Mas, obviamente, isso está errado, não é saudável e não se sustenta. Pois, quando tudo é possível, o diferencial não é mais técnico, mas sim a execução e a distribuição. Em vez de pular de galho em galho, atrás do side project que esgueirou-se na frente dos outros, vencerá aquele que redirecionar suas forças para a execução, pesquisa, acompanhamento, marketing, taste, distribuição. Apenas a técnica, a tecnologia, não será suficiente numa época em que basta ter seu app em produção para torná-lo passível de ser desconstruído e replicado.
Talvez você tenha erguido a sobrancelha à menção da palavra “taste”, que parece desenquadrada das outras, mais comuns aqueles acostumados a viver de software. Esse é um componente novo, não para os artistas, mas para os tecnicistas; aos acostumados a priorizar o funcional em detrimento da forma, a resultado e não a experiência, a eficiência em vez da estética.

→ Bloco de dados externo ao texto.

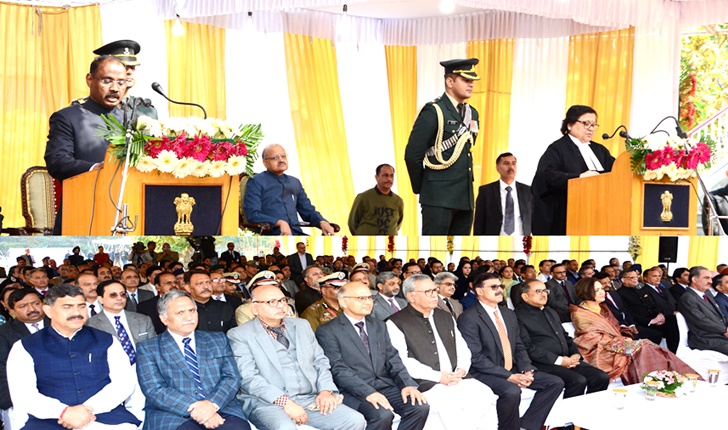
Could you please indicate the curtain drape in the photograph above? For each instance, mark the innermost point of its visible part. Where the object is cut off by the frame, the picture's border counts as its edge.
(318, 122)
(44, 59)
(194, 70)
(492, 98)
(402, 81)
(600, 76)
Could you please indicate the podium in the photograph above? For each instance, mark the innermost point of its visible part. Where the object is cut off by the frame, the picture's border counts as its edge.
(88, 209)
(621, 203)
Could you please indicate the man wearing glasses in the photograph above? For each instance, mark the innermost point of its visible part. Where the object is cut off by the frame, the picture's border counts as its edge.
(286, 376)
(437, 357)
(366, 366)
(550, 347)
(74, 144)
(500, 359)
(278, 199)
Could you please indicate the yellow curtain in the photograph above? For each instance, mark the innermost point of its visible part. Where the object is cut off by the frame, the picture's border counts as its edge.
(402, 80)
(579, 248)
(318, 123)
(650, 251)
(44, 58)
(492, 98)
(600, 76)
(703, 251)
(196, 69)
(505, 248)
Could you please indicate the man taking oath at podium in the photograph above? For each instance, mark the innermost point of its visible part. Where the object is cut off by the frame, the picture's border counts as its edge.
(438, 154)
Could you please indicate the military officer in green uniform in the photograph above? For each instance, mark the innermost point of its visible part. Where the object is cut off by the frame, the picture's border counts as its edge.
(127, 51)
(438, 154)
(326, 309)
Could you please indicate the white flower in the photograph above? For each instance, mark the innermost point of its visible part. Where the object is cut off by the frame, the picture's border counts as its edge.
(166, 161)
(217, 168)
(236, 165)
(145, 164)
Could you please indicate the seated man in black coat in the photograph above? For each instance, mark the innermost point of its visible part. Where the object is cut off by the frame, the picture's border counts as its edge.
(550, 347)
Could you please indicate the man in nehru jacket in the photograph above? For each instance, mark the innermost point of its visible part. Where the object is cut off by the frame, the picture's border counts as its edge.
(437, 357)
(50, 377)
(438, 154)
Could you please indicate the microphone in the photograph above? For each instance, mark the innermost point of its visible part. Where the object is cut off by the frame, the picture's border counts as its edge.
(623, 134)
(158, 89)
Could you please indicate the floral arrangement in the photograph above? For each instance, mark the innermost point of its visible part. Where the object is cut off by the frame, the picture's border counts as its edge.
(634, 247)
(186, 146)
(668, 382)
(527, 245)
(659, 155)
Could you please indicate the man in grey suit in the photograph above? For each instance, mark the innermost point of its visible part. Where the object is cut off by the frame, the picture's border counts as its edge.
(504, 207)
(561, 293)
(129, 328)
(286, 376)
(445, 281)
(386, 302)
(366, 366)
(707, 328)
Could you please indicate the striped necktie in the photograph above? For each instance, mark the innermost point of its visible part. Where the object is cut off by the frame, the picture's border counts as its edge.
(125, 341)
(191, 360)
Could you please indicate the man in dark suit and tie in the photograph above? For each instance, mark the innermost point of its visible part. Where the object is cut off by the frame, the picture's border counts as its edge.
(707, 327)
(230, 255)
(614, 302)
(561, 293)
(550, 347)
(26, 306)
(504, 207)
(438, 156)
(298, 262)
(367, 368)
(720, 284)
(131, 280)
(666, 303)
(189, 377)
(500, 360)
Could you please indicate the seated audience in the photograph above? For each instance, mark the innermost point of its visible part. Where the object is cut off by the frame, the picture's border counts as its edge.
(286, 376)
(601, 343)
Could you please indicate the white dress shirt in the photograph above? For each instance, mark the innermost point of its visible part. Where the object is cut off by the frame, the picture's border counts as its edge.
(22, 383)
(591, 160)
(518, 222)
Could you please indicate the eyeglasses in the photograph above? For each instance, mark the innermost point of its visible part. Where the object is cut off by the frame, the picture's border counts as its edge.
(274, 303)
(361, 299)
(589, 125)
(107, 82)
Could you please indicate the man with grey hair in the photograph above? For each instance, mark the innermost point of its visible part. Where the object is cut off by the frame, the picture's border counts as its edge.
(707, 327)
(188, 376)
(437, 357)
(386, 302)
(49, 378)
(445, 281)
(278, 199)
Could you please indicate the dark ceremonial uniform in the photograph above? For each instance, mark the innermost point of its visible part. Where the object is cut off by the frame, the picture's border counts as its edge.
(445, 185)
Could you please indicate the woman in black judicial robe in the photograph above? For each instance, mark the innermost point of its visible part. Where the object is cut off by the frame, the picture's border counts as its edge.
(564, 160)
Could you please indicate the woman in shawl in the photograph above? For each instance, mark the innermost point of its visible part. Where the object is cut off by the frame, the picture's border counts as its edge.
(602, 344)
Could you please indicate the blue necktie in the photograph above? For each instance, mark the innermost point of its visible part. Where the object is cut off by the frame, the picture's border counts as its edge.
(191, 360)
(125, 341)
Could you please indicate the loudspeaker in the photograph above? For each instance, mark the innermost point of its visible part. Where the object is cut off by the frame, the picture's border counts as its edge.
(668, 250)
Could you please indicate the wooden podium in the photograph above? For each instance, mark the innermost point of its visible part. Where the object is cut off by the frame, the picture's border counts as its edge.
(86, 196)
(621, 203)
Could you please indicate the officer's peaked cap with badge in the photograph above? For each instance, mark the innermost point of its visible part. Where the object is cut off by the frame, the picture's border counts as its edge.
(124, 50)
(337, 279)
(264, 277)
(464, 68)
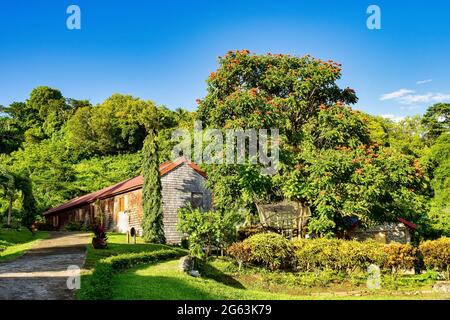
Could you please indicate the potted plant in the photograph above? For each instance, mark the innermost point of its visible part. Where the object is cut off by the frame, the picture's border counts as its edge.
(100, 238)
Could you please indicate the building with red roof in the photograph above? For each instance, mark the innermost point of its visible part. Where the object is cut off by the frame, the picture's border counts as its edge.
(119, 207)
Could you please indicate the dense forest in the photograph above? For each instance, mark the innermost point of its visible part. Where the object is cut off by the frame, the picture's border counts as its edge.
(340, 161)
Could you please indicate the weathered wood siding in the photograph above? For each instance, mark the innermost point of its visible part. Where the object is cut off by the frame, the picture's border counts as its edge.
(178, 187)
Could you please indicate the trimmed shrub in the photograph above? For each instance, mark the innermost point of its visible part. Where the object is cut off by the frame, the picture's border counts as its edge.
(436, 255)
(399, 257)
(270, 250)
(246, 232)
(74, 226)
(336, 254)
(242, 252)
(99, 284)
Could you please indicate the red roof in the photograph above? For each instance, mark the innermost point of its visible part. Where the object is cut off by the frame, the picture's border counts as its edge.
(124, 186)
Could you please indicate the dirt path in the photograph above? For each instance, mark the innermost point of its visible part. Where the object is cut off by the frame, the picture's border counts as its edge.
(42, 272)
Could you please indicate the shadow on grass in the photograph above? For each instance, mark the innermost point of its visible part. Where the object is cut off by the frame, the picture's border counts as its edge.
(208, 271)
(135, 287)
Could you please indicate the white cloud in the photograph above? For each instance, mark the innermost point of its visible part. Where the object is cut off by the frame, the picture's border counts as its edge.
(424, 81)
(396, 94)
(409, 97)
(392, 117)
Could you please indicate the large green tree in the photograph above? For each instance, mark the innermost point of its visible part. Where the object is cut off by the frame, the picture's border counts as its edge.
(152, 218)
(327, 157)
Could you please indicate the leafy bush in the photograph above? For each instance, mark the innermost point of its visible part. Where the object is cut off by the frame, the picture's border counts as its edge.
(271, 250)
(43, 226)
(339, 255)
(207, 229)
(242, 252)
(399, 257)
(99, 284)
(246, 232)
(436, 255)
(74, 226)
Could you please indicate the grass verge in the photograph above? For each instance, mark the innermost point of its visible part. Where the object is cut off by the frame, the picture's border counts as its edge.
(103, 264)
(164, 281)
(14, 243)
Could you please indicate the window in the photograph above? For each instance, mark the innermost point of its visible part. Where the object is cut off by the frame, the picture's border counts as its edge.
(121, 204)
(196, 200)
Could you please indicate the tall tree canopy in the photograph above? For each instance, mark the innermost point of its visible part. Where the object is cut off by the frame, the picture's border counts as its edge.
(327, 158)
(152, 218)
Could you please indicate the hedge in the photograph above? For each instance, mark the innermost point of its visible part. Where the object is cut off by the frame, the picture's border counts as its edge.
(99, 286)
(436, 255)
(273, 251)
(339, 255)
(270, 249)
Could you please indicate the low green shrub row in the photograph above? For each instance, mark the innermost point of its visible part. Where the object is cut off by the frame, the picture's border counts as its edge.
(99, 285)
(436, 255)
(274, 252)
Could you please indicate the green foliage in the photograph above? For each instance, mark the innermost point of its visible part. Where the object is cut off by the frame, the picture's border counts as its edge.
(241, 252)
(75, 226)
(339, 255)
(68, 147)
(399, 257)
(437, 120)
(270, 250)
(329, 159)
(439, 214)
(152, 219)
(436, 255)
(206, 229)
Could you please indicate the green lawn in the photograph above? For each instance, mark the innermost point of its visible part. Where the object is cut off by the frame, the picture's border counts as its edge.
(165, 281)
(117, 244)
(14, 243)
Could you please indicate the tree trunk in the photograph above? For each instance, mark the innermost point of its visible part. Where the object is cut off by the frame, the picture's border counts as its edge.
(9, 211)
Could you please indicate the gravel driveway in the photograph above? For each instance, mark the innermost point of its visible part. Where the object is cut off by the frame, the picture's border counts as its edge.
(41, 274)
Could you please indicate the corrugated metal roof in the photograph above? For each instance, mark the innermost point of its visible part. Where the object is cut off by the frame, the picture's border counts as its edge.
(124, 186)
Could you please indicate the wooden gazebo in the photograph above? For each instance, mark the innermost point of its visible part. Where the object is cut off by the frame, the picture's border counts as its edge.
(288, 216)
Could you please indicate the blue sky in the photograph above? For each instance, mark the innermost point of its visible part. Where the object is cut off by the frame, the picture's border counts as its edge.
(164, 50)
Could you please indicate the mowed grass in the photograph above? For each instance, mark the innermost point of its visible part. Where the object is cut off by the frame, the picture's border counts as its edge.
(164, 281)
(117, 244)
(14, 243)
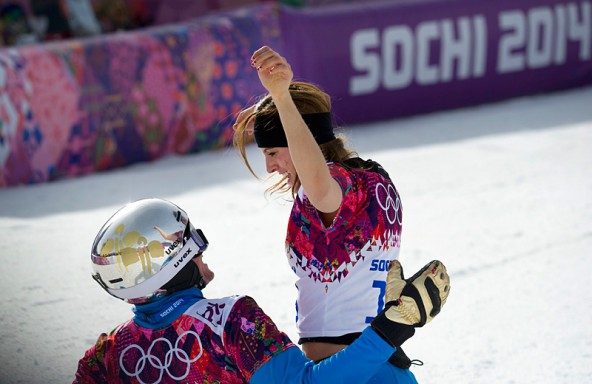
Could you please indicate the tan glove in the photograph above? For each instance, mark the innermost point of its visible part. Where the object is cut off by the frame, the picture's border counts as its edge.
(411, 302)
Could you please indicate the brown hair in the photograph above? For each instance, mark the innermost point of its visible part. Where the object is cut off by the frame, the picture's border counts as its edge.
(308, 98)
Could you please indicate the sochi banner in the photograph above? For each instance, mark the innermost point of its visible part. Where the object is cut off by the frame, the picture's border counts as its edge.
(390, 59)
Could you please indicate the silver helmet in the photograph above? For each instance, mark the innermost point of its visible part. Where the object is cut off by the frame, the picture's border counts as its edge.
(142, 247)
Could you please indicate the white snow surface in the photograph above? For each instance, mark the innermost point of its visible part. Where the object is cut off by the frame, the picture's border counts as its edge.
(501, 193)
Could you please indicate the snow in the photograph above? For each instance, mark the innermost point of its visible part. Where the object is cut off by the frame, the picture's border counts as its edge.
(502, 193)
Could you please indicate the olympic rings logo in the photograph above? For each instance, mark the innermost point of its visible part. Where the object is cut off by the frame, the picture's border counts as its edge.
(391, 204)
(157, 363)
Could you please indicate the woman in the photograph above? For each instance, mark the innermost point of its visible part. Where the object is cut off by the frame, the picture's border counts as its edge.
(346, 221)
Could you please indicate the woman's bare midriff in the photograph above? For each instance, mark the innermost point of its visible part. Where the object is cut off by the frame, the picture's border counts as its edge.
(318, 351)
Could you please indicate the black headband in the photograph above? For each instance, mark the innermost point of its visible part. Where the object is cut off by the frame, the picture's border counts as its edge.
(269, 132)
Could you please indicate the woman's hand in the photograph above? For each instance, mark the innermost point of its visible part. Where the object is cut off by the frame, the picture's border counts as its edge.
(274, 71)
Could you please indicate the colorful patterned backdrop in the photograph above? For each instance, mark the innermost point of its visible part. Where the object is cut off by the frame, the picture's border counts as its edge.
(79, 106)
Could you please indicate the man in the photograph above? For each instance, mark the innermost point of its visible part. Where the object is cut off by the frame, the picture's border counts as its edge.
(177, 335)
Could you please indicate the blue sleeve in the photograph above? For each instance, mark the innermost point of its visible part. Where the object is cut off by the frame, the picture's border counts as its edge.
(355, 364)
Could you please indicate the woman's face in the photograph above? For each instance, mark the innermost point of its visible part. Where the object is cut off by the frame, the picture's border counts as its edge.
(278, 160)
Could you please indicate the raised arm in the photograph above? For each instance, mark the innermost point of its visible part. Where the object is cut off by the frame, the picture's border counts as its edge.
(276, 76)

Eis aí aquilo que precisaremos aprender, o eterno calcanhar de Aquiles da inteligência artificial – a irrevogável realidade de que ela não é humana. Por isso me aproximo dessas linhas não como um engenheiro de software, mas como um escritor. Transmito aqui emoções humanas para não perder minha identidade e convidá-lo a reconhecer a diferença entre um interlocutor real e um companheiro artificial.
Esse texto começou com uma intenção e terminou com outra. Melhor assim. Provavelmente exprimi aqui aquilo que gostaria, não o que deveria. Ainda assim, talvez tenha sido minha mensagem mais importante: que nessa nova era onde nossos projetos se tornam realidade, não esqueçamos que todo sucesso é dependente do humano por trás dele.





Que bom que você escreveu. Eu poderia dizer que essa ansiedade é algo novo na vida dos desenvolvedores. Mas pelo que notei eu sou mais velho.
Permita-me dizer: Também foi assim quando surgiu o Windows. Também foi assim quando Java virou mainstream. Também foi assim na guerra dos browsers. Também foi assim na bolha da internet 1.0. Também foi assim quando surgiram os smartphones. Também foi assim quando fomos inundados por frameworks front-end. Também foi assim quando os serviços de nuvem se expandiram. Também foi assim tantas e tantas outras vezes.
O futuro não é igual ao passado, amigo. Mas a ansiedade está é em você. Nossa área é repleta de fatores ansiolíticos e por isso é muito importante ter guardrails e safeguards pessoais para isto. Então te sugiro que interrompas tais ambições desordenadas e dirija-se a um novo caminho, onde busque a verdadeira serenidade com sabedoria.
Somente você pode tomar ações que lhe mantenham com estabilidade e paz sobre o que realmente importa na sua vida, que tenho certeza que são coisas outras.